Tamarix usneoides, locally known as wild tamarisk, is a twiggy shrub or small evergreen tree that grows in saline habitats, semi-deserts and karroid areas in southern Africa, ranging from Angola through Namibia to the Cape Provinces of South Africa. It has a short trunk, thin branches usually growing from ground level, tiny scale-like leaves and spikes of creamy-white flowers.

==Description==
Tamarix usneoides is a shrub or small tree, up to 6 m tall, with slender branches and an upright form. It usually branches from the base and often grows in clumps. The trunk is greyish-brown and rough, with longitudinal fissures. The roots are designed to harvest water from a large area; the taproot may descend to 30 m, and the adventitious roots spread out for 50 m on either side. The greyish-green leaves are minute and scale-like, overlapping each other and clasping the stem. The inflorescences can be loose or dense sprays of small flowers in the leaf axils or forming racemes at the tips of the shoots. Each individual flower is small and creamy-white, with a persistent corolla. The fruits are capsules containing many tiny seeds.

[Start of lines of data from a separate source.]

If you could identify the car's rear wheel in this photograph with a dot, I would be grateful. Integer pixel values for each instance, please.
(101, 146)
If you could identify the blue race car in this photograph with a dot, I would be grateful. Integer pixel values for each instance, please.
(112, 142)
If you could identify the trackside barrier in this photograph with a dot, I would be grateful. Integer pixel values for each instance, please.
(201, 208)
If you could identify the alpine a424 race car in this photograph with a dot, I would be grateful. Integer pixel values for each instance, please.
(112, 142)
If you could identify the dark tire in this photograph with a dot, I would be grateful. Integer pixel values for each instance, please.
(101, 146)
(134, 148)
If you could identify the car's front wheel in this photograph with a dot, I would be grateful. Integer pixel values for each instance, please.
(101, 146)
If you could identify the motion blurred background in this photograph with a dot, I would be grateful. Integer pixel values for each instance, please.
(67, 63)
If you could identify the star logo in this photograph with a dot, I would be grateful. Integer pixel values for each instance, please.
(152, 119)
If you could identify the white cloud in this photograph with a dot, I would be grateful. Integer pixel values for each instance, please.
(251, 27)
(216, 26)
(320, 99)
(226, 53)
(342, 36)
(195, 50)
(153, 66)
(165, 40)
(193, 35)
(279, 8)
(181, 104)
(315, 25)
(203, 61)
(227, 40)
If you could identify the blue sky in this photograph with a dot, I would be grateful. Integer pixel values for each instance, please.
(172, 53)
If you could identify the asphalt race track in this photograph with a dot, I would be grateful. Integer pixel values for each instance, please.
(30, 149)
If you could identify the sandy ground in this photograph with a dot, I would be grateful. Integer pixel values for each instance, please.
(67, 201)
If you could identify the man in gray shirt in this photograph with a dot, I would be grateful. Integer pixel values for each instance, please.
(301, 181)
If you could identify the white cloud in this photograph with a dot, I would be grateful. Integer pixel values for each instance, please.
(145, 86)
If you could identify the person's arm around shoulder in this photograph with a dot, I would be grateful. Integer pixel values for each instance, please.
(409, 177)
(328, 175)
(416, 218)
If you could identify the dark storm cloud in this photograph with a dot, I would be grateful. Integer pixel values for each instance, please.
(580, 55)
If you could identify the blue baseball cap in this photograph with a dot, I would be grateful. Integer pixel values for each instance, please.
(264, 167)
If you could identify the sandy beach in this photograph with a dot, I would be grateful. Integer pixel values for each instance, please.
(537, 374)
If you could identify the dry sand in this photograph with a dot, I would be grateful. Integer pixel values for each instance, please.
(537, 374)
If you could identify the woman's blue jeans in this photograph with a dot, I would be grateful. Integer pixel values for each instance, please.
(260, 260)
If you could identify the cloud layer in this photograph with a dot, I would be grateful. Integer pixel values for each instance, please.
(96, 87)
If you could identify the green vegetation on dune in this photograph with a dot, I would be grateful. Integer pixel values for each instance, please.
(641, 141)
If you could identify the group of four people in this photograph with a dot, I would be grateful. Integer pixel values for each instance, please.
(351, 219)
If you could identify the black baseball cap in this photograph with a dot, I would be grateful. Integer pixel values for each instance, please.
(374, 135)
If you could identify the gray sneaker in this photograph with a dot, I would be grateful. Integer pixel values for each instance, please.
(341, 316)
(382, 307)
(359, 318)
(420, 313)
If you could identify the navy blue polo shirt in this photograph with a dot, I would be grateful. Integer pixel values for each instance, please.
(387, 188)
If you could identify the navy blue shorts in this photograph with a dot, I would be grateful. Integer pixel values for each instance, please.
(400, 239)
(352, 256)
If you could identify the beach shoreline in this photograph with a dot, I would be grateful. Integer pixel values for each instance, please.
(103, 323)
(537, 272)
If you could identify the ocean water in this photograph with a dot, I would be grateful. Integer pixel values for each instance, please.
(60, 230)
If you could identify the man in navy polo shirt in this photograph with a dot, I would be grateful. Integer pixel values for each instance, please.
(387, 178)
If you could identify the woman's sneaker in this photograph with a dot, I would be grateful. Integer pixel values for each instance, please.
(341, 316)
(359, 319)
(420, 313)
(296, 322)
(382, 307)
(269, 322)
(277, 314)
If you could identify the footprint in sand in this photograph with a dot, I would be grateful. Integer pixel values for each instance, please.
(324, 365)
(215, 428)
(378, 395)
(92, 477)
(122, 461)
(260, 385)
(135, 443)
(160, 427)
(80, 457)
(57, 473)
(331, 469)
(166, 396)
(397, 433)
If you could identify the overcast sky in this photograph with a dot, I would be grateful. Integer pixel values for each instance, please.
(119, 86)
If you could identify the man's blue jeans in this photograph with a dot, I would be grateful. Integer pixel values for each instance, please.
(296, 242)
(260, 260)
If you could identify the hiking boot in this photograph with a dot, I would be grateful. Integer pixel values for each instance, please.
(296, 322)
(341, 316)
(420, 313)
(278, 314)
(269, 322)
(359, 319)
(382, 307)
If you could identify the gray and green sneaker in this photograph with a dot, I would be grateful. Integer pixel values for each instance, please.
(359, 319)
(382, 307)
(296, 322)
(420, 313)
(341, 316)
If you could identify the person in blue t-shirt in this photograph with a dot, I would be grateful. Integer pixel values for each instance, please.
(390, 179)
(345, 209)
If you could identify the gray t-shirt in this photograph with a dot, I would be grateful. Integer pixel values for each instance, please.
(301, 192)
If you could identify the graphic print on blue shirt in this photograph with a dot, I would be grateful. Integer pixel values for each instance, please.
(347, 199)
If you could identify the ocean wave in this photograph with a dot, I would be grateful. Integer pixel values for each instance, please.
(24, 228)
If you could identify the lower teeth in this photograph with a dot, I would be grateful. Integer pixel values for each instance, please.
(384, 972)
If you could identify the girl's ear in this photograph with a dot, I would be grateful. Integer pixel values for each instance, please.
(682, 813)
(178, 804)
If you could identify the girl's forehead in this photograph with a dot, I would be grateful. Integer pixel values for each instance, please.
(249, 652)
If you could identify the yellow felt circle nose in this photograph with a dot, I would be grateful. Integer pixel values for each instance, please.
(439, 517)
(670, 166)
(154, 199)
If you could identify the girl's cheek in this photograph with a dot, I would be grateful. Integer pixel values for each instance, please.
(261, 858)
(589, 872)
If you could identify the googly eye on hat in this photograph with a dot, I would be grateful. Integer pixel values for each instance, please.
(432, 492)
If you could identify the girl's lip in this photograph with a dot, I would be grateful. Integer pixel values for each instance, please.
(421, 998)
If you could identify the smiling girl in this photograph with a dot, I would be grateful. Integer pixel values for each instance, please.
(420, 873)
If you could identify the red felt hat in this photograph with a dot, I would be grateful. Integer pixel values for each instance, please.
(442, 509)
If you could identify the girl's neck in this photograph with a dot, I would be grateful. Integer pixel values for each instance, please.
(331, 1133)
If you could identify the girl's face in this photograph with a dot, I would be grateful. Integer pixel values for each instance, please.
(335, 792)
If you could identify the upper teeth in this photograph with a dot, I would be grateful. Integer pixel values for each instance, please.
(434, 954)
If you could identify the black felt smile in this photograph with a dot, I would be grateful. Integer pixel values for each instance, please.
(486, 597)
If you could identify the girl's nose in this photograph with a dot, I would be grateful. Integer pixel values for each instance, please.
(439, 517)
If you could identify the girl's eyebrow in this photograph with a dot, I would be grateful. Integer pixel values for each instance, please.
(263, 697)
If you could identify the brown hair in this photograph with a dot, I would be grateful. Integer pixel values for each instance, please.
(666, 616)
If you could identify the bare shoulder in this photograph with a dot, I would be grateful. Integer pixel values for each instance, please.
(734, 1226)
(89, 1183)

==Distribution and habitat==
Tamarix usneoides is native to Angola, Namibia and the southwestern part of South Africa, where it occurs in the provinces of Northern Cape, Western Cape and Eastern Cape. It inhabits semi-desert and karoo habitats, riverbanks of dry or temporary rivers, salty alluvial flatlands, areas with subterranean brackish water, dune slacks and rocky deserts, at altitudes of up to 1370 m. In saline locations it often grows in association with the shrub Suaeda fruticosa and the grass Odyssea paucinervis. In the Namib Desert it occurs beside ephemeral watercourses where it grows with Faidherbia albida and species of Ficus.